Live From Mars was active July 1996-December 1997.

My Journals


How to Write a Pathfinder Sequence

by David Mittman

Monday, June 23, 1997

3:15 AM -- Argh. Isn't Monday bad enough without getting up at three o'clock in the morning? I showered in the dark so as not to wake up the kids, got dressed and went off to work. (By shaving the previous night I figure that I got about 10 extra minutes of sleep!)

Today I am a flight controller instead of a mission planner (see my previous journal entry). And while it's early morning here at the Jet Propulsion Laboratory in Pasadena, California, it's mid-morning in Madrid, Spain, where Deep Space Station 65 is located. Lucky Spaniards...eating lunch while I attempt to drink my first cup of coffee of the day.

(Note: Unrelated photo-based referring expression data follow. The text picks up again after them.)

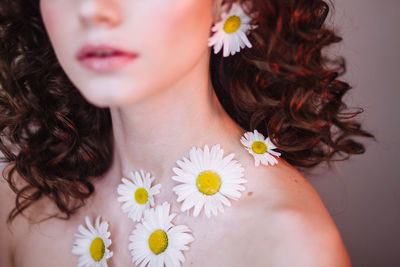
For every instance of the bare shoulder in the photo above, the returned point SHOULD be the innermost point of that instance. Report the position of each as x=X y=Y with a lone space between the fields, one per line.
x=7 y=200
x=293 y=226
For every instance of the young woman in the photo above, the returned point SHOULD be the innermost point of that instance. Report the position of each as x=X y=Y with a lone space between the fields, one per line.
x=122 y=116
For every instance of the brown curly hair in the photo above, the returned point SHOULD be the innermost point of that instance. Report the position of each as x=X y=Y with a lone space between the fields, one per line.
x=55 y=141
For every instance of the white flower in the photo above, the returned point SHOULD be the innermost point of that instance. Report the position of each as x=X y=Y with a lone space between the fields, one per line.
x=261 y=148
x=231 y=31
x=137 y=194
x=92 y=244
x=156 y=241
x=207 y=180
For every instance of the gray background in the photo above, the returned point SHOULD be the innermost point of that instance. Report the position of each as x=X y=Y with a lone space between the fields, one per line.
x=363 y=193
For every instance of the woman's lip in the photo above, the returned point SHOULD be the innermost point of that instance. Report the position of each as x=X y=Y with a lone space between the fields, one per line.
x=106 y=63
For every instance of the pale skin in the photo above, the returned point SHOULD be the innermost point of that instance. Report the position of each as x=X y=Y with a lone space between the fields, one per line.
x=161 y=106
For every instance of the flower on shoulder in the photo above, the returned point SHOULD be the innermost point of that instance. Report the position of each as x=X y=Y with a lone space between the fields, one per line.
x=260 y=147
x=137 y=194
x=156 y=241
x=92 y=244
x=207 y=180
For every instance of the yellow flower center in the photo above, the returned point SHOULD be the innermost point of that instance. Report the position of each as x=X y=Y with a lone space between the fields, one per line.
x=97 y=249
x=141 y=195
x=232 y=24
x=208 y=182
x=158 y=241
x=259 y=147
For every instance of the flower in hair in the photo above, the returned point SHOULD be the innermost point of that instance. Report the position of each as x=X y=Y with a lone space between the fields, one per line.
x=231 y=31
x=207 y=180
x=156 y=241
x=92 y=244
x=260 y=147
x=137 y=194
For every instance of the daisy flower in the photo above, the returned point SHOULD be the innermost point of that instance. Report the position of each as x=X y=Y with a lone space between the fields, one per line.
x=261 y=148
x=156 y=241
x=92 y=244
x=208 y=179
x=231 y=31
x=137 y=194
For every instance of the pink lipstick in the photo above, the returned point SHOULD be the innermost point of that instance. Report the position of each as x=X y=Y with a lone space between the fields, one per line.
x=103 y=58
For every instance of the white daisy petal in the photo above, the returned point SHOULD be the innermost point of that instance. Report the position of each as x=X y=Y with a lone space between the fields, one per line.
x=230 y=32
x=92 y=246
x=138 y=195
x=162 y=243
x=261 y=148
x=217 y=179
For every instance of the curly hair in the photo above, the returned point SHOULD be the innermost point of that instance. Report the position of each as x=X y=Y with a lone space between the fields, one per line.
x=55 y=141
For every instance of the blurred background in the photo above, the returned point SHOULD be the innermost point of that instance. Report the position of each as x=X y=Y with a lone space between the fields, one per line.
x=363 y=193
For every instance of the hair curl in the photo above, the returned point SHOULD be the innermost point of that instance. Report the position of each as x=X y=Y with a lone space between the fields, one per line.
x=55 y=141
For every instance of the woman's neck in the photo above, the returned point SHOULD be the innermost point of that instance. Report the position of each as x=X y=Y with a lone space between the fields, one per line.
x=153 y=134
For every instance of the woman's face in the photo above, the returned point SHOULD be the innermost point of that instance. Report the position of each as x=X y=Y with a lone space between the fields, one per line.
x=168 y=37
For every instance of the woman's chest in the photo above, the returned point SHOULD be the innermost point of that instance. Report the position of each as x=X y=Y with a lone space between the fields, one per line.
x=220 y=241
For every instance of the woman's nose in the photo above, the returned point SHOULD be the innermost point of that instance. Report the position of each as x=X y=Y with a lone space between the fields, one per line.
x=97 y=12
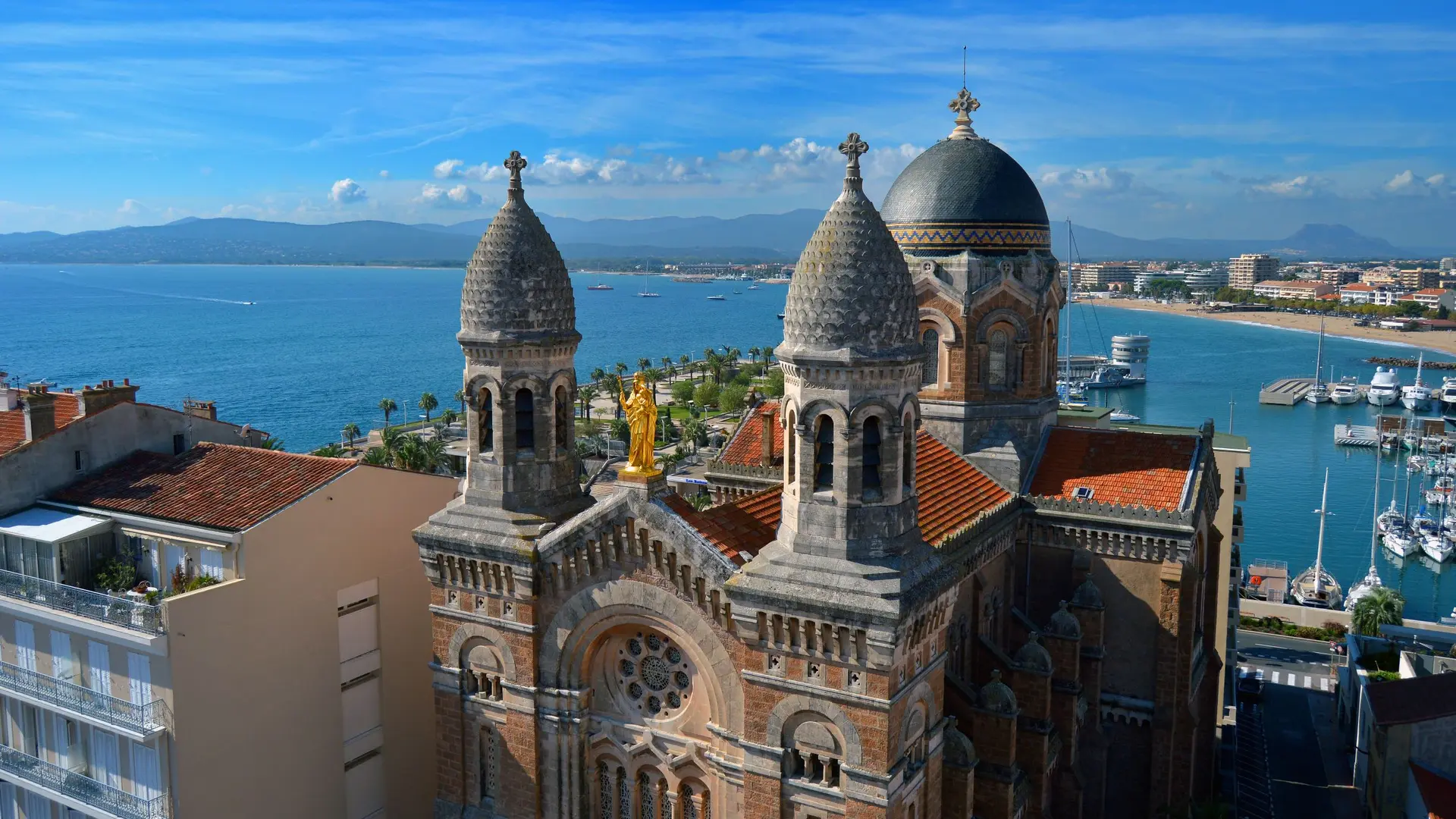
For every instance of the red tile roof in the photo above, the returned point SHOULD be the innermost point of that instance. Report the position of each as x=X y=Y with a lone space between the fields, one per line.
x=1122 y=466
x=740 y=528
x=212 y=484
x=1438 y=792
x=1416 y=700
x=12 y=422
x=952 y=493
x=746 y=447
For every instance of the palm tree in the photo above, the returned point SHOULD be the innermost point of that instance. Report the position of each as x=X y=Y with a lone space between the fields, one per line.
x=1381 y=607
x=587 y=394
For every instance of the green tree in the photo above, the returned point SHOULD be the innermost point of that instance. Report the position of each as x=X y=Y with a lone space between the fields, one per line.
x=731 y=400
x=774 y=384
x=1381 y=607
x=707 y=394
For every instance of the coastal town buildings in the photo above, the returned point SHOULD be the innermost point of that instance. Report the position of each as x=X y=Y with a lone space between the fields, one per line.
x=1296 y=289
x=946 y=605
x=1250 y=268
x=193 y=627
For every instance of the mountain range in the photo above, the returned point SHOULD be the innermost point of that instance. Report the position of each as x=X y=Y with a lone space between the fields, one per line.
x=756 y=238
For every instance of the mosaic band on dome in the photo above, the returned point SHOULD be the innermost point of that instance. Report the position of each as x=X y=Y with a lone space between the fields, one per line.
x=948 y=237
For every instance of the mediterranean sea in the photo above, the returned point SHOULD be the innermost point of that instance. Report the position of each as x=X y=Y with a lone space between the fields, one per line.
x=302 y=350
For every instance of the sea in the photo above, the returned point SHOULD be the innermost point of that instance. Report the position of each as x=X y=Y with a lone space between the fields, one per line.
x=300 y=352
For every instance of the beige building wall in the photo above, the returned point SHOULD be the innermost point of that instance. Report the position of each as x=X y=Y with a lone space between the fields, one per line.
x=255 y=662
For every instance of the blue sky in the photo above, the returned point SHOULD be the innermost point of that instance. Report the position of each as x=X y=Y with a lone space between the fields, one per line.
x=1239 y=120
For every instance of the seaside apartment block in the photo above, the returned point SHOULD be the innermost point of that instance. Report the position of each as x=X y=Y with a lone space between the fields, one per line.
x=267 y=656
x=1250 y=268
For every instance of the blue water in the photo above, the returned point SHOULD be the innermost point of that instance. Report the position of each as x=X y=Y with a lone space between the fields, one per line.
x=321 y=346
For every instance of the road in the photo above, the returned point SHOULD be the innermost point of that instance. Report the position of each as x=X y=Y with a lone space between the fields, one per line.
x=1293 y=727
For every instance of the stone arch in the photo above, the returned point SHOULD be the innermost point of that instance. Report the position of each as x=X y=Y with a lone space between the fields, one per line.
x=475 y=632
x=795 y=704
x=601 y=607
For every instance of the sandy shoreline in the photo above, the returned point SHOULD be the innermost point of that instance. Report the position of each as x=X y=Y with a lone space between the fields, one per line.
x=1341 y=327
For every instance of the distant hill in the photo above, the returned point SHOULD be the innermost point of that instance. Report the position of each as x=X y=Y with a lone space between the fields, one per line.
x=1310 y=242
x=753 y=238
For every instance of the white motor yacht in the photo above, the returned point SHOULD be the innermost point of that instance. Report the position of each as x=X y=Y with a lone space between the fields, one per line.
x=1417 y=397
x=1345 y=392
x=1385 y=388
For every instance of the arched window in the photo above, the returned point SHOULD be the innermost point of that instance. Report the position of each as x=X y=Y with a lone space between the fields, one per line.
x=525 y=420
x=791 y=450
x=930 y=344
x=485 y=414
x=908 y=453
x=996 y=373
x=870 y=474
x=563 y=419
x=824 y=453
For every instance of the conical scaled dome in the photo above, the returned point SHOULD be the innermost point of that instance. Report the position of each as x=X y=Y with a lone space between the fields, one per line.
x=852 y=290
x=516 y=287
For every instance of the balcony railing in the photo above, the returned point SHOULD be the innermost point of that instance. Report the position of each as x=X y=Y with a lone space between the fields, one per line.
x=92 y=704
x=30 y=771
x=93 y=605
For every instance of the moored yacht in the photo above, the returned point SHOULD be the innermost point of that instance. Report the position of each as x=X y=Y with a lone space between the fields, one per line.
x=1385 y=388
x=1417 y=397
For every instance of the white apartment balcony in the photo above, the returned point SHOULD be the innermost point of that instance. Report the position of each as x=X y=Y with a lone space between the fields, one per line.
x=77 y=790
x=137 y=722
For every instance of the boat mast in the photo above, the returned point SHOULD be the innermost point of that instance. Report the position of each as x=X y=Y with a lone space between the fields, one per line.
x=1320 y=547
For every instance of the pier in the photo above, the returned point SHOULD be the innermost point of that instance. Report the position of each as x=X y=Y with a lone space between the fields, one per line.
x=1285 y=392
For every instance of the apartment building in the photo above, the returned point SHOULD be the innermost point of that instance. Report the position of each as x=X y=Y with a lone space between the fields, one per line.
x=1250 y=268
x=1298 y=289
x=215 y=632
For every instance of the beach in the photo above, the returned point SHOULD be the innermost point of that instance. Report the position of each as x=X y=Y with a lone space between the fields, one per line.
x=1334 y=325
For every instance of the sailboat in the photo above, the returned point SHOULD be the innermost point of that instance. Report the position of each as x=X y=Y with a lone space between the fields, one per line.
x=1320 y=392
x=1417 y=397
x=1316 y=588
x=1372 y=579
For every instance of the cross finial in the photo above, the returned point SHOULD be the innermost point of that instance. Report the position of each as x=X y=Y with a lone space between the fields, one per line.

And what a day! Today's activities are likely to be worth getting up early for! Today we collect together all the work we've been doing over the last several months and send it all to the Mars Pathfinder flight computer. All the flight engineers have been developing "sequences" -- collection of commands executed in order by the spacecraft -- in preparation for landing. Our sequences have been tested using a test spacecraft located in our lab and during the many Operational Readiness Tests (ORTs) we've had over the last few months. These sequences have gone through many reviews and revisions (some sequences have been changed as many as 20 times as we've learned more about how to operate Mars Pathfinder).

If you were a flight engineer, this is what you would see if you were writing a Mars Pathfinder sequence:

1997-186T10:02:51 IMP_CCD_HEATER("OFF")
1997-186T10:03:21 STORE_IMP()
1997-186T10:08:35 IMP_CAMERA_POWER("OFF")

There, you've just turned off the Mars Pathfinder camera for the night. Thanks! Of course, the Mars Pathfinder flight computer can't read English, so we have computer programs translate these sequences of commands into something like this:

C5A0 A572 0870 0000 A5C0 77A0 7003 A5C0 AB7A 7801 0000

Once the sequences are in a form that the Mars Pathfinder flight computer can understand, they need to be stored onboard in the spacecraft's memory. To get them to the spacecraft, we transmit them through space from Earth to the spacecraft. That's my job today, transmitting almost 300 different sequences to the spacecraft using the Deep Space Network's 34-meter antenna in Madrid, Spain. Traveling at the speed of light, each sequence takes 9 minutes and 40 seconds to arrive at the spacecraft. If you'd like to see where I work, take a look. I'm located just out of the picture off the bottom of the image. I'll let you know how it goes. I'm on duty until 2:30 PM today...

2:30 PM -- I'm about to go home for the day after a day of sending sequences to the spacecraft. A communications equipment failure here at JPL left us without spacecraft data for about 40 minutes but overall the sequence loading went well. Hopefully, technical glitches won't create these lengthy data outages on Landing Day!